The Körber European Science Prize honors outstanding and excellent scientists working in Europe. The prize is awarded to research projects that show great potential for possible application and international impact.
Over recent years, the Körber European Science Prize has developed into a high-ranking European science prize. In the last ten years alone, the Körber Prize winners included six scientists who were later awarded the Nobel Prize.
Prof. Dr. Martin Stratmann
Chairman of the Körber Prize Trustee Committee
The German physicist, mathematician and computer scientist Bernhard Schölkopf received the Körber European Science Prize, endowed with one million euros. He has developed mathematical methods that have made a significant contribution to helping artificial intelligence (AI) reach its most recent heights. Schölkopf and his team are investigating algorithms with which computer programs can react flexibly to situations, for example for driverless cars.

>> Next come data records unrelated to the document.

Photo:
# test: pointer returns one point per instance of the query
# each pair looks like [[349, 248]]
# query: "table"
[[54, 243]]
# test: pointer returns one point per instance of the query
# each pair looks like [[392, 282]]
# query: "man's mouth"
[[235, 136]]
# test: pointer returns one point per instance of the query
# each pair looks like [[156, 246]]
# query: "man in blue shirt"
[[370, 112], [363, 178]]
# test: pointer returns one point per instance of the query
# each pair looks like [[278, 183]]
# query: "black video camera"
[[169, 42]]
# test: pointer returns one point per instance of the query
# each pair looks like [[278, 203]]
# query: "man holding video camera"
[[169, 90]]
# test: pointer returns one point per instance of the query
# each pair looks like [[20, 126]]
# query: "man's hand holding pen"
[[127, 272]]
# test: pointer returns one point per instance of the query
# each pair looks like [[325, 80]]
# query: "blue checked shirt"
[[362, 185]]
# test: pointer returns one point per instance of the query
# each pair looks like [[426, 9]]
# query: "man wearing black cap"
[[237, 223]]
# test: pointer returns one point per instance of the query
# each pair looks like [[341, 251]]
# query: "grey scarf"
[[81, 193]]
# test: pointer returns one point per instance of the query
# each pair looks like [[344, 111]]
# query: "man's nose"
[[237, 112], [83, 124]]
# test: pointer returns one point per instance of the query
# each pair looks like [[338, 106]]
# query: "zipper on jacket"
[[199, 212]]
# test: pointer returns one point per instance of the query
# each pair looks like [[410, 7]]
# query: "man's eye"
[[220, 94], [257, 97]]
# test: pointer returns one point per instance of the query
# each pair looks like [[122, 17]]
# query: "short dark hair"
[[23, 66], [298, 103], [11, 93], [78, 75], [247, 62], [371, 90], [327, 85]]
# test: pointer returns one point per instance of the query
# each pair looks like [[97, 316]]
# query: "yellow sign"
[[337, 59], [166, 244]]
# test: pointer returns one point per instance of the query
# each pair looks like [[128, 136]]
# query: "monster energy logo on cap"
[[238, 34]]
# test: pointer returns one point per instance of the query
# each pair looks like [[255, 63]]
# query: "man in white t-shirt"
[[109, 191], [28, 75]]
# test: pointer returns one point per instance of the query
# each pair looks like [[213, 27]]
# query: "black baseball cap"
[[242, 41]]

He has established central methods for machine learning from which applications in biology, medicine, economics, social sciences and numerous other fields can benefit.
Schölkopf is the Director of the Max Planck Institute for Intelligent Systems in Tübingen and co-founder of the "Cyber Valley", a centre of excellence that aims to help Germany attain a leading position in international AI competition.
The Körber European Science Prize 2019 was presented to Bernhard Schölkopf on 13 September in the Great Festival Hall of Hamburg City Hall.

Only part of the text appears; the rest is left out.